Metro Weekly

2012: The Year in Review

Sticking to an LGBT perspective, the year rode a relatively rising trajectory


MARCH

On the first day of March, Gov. O’Malley signed Maryland’s marriage-equality bill, setting in motion the referendum battle to follow. The Human Rights Campaign, an ally in securing Maryland marriage, named a successor to outgoing Executive Director Joe Solmonese. Chad Griffin, a leader in the fight against California’s Proposition 8 as a founder of the American Foundation for Equal Rights, would take the top spot June 11.

A final farewell for the late Frank Kameny, scheduled for March 3 at Congressional Cemetery, was put on hold indefinitely as legal squabbling arose between Kameny’s sole heir, Timothy Clark, and longtime associates of Kameny. While the community would surely welcome a month in which the only mention of death involved legal wrangling, March instead followed January and February’s lead. On March 7, Jared Neff, booking manager for D.C.’s Shakespeare Theatre Company, died of pneumonia-related complications. He was 30.

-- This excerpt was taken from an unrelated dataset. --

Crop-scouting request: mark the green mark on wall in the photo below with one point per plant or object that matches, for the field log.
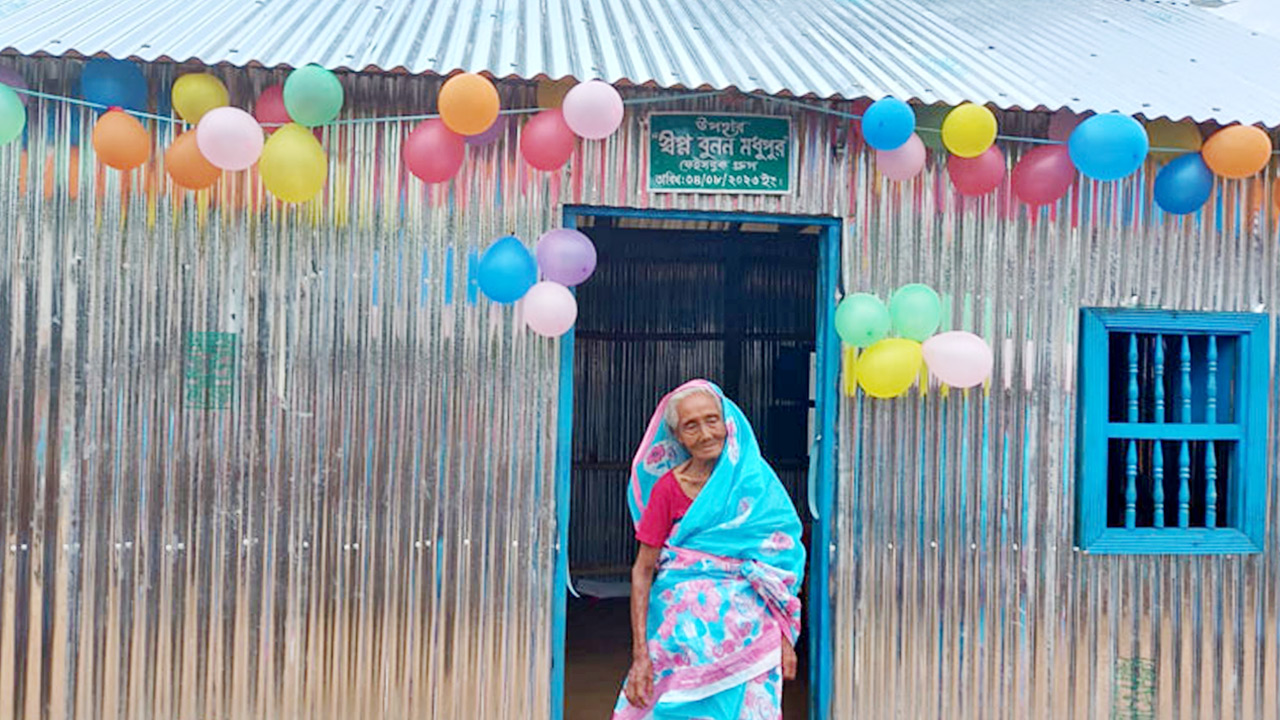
(1133, 692)
(210, 370)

Neff’s death wasn’t the only news that shook the community in March. In an early morning incident at the Columbia Heights IHOP Restaurant, anti-gay slurs escalated to a gunshot. The victim of that March 11 shooting survived, but the violence did not stop. On March 12, a gay man was attacked at the corner of Georgia Avenue and Irving Street NW, beaten and robbed by a group shouting homophobic epithets. Days later, March 20, hundreds marched through Northwest D.C. to protest crimes against the LGBT community.

In a sort of victory for at least one member of the LGBT community, the Catholic Archdiocese of Washington announced March 9 that it had put Father Marcel Guarnizo on administrative leave. In February, Guarnizo denied Holy Communion to Barbara Johnson, a lesbian, at her mother’s funeral.